One fateful Sunday night, sitting by his bedside next to a Christmas tree, I held my father’s hand as he departed this world. The grandfather clock chimed ten times, and a few minutes later he was gone. Following his death, I spent much time going through the motions, sipping life through a straw from under the surface, as I fought against drowning in grief. In the struggle to find balance between life when he existed and life without him, I clung to the transformative experience of caring for my father. It became the driving force behind my journey to become a registered nurse, forever shaped by his lessons on humanity. Through this experience, I discovered that patience, not just patients, makes a great nurse.
Amanda Converse, BSN, RN, is a pediatric nurse in Nebraska. She writes, “When I’m not doing nurse things, I like to write and paint. I published my first children’s book last fall. I live in Waverly, NE, with my husband, three children, and two perfectly imperfect puppies.”
This is a beautiful tribute to what it means to be a nurse. Thanks for sharing that very personal aspect of how you came to be one. I also was a nurse working on infectious diseases at a university hospital when our first case of AIDS was identified. I consider it to have been one of the highlights of my work experience. I agree with the comment that your father’s nurses did not deserve their title.
I am one of the luckiest ones in the World. My husband suffered cancer for many years and I promised him I would always take care of him and never put him in a home for cancer patients. My son is a Nurse and a wonderful one. He saw me one night struggling to turn my husband. He turned to me and said (Mom he is my dad I will take care of him for you) one of the sweetest things he could have said to his dad and of course his mom. That is a NURSE a true NURSE with LOVE not only for his dad who did passed away shortly after this but he works his life everyday at work like a NURSE. Not all nurses act like the one you had bad experiences with. There are good Nurses like my SON…..
I was a critical care nurse in the 80s, the time of what we called AIDS. For many of those terrible years we had nothing for these people except ventilators and, inevitably, death.

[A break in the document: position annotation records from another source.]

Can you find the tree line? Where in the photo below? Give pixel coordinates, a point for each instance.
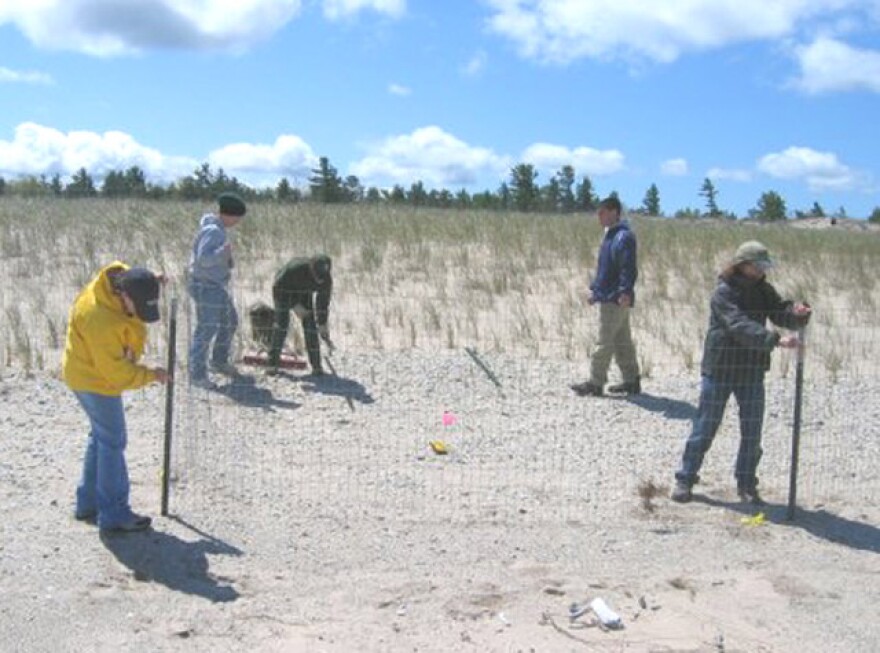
(563, 193)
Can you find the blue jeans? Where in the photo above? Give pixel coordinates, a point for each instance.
(714, 394)
(216, 320)
(103, 489)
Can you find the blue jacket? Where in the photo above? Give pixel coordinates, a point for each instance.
(616, 269)
(210, 262)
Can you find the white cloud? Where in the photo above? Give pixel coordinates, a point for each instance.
(106, 28)
(585, 160)
(38, 150)
(674, 167)
(476, 64)
(7, 75)
(336, 9)
(258, 164)
(828, 65)
(561, 31)
(821, 170)
(730, 174)
(428, 154)
(399, 89)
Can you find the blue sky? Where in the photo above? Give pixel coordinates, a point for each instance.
(757, 95)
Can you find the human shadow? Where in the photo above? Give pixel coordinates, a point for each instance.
(671, 408)
(244, 390)
(820, 523)
(156, 556)
(335, 385)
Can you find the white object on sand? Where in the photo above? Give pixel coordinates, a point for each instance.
(607, 616)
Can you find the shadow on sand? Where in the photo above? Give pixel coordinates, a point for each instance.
(333, 385)
(671, 408)
(820, 523)
(155, 556)
(244, 390)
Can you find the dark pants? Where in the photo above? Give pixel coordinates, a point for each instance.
(714, 394)
(284, 303)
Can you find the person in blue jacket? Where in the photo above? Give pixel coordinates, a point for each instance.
(613, 290)
(210, 269)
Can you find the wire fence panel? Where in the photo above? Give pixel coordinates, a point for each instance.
(520, 445)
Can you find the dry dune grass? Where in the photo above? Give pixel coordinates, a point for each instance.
(302, 523)
(507, 283)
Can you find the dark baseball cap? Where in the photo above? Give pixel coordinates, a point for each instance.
(142, 287)
(321, 265)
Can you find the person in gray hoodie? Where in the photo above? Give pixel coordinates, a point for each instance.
(210, 268)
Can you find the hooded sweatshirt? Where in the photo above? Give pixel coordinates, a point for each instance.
(211, 260)
(104, 342)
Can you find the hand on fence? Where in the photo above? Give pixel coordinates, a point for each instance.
(803, 310)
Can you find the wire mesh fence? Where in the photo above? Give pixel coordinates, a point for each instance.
(519, 445)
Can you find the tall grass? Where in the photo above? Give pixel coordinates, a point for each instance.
(404, 278)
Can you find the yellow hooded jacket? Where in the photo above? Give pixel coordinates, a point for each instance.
(104, 343)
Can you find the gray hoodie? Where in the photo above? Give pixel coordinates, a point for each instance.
(211, 260)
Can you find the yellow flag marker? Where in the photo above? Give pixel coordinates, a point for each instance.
(756, 520)
(439, 447)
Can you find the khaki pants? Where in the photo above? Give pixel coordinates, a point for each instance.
(615, 341)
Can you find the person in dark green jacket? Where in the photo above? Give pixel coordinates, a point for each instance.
(736, 355)
(304, 286)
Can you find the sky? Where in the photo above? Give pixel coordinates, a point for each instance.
(756, 95)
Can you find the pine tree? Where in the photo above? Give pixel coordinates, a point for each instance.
(710, 193)
(651, 203)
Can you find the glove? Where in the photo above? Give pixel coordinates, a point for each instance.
(301, 311)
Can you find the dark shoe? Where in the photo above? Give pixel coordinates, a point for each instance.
(227, 369)
(587, 389)
(750, 495)
(87, 517)
(682, 492)
(203, 382)
(626, 388)
(134, 523)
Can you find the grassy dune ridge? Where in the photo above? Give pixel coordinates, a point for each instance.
(501, 282)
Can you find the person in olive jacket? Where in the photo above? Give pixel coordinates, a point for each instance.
(304, 286)
(736, 355)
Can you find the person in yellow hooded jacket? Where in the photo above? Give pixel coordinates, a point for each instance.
(106, 334)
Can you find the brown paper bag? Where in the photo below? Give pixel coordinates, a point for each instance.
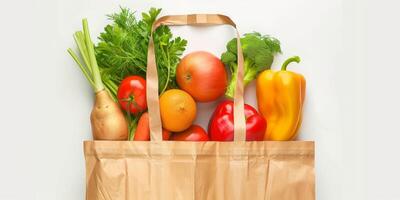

Every morning a face would peek around the door with unspoken terror— “Will this nurse let me in to spend as many minutes as I can with the love of my life? Or will she say curtly, ‘Family only,’ and close the door in my face? His family will not be coming…he is dying… ” When I welcomed them in, had them help bathe or massage, we often cried together.
It is still heartbreaking for me to remember how nursing did not universally cover itself in glory in those times. There were slurs, neglect, behavior that was unabashedly punitive. But like the author’s father, our patients and their loved ones needed nursing more than anyone or anything. Thankfully HIV is now, at least in modern medicine, a chronic disease. Still, how many more “others” now suffer needlessly because of judgments, prejudices, fears?
Kay, Jessica and Tina don’t deserve to be called nurses. Congratulations on your journey to being an RN!